Virginia Institute of Marine Science
Journal of Geology
Remains of three drowned forests have been investigated at Odiorne Point, New Hampshire, and Fort Lawrence and Grand Pre, west-central Nova Scotia. Carbon-14 ages and altitudes below mean tide levels were determined for four in-place stumps of white pine at each locality.
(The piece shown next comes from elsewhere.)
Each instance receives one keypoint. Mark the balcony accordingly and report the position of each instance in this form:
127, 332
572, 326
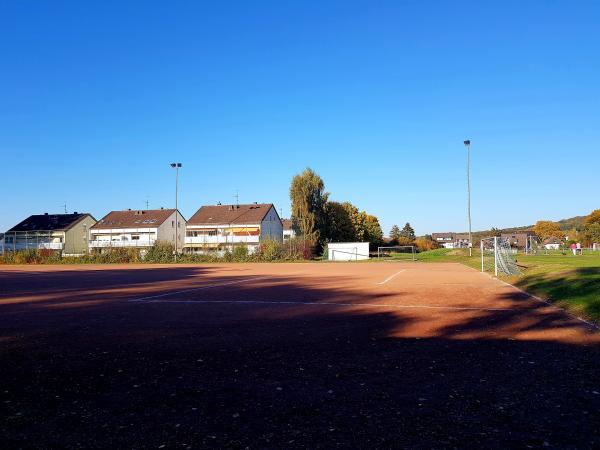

Assuming that each dated stump was killed by rising salt water, and that its C14 age represented its true age at death, it was possible to construct curves showing the sequence of submergence and emergence at each site.
A continuous transgression of the sea, approximating 0.31 foot per century, is indicated for the period 4,500-3,200 B.P. This rate corresponds well with Shepard's (1960) estimate of eustatic sea-level rise along the stable Texas coast for this time interval.
Interpretation of the submergence-emergence curves in terms of crustal movements yields the following history: 4,500-3,800 B.P.: crustal stability at all three sites; 3,800-3,400 B.P.: crustal downwarping of west- central Nova Scotia at the approximate rate of 2.6 feet per century; slightly greater downwarping at Grand Pre possible, indicating a hinge for the warping lying to the north of Fort Lawrence; slight crustal depression of the New Hampshire coast may have taken place; 3,400-3,250 B.P.: upwarping of west-central Nova Scotia at the approximate rate of 4 feet per century; crustal stability of New Hampshire shore; 3,250-3,000 B.P.: renewed downwarping in west-central Nova Scotia at the approximate rate of 0.88 foot per century; crustal stability of New Hampshire shore.
Harrison, W. and Lyon, C. J., Sea-Level and Crustal Movements along the New England-Acadian Shore, 4,500-3,000 B.P (1963). Journal of Geology, 71(1), 96-108.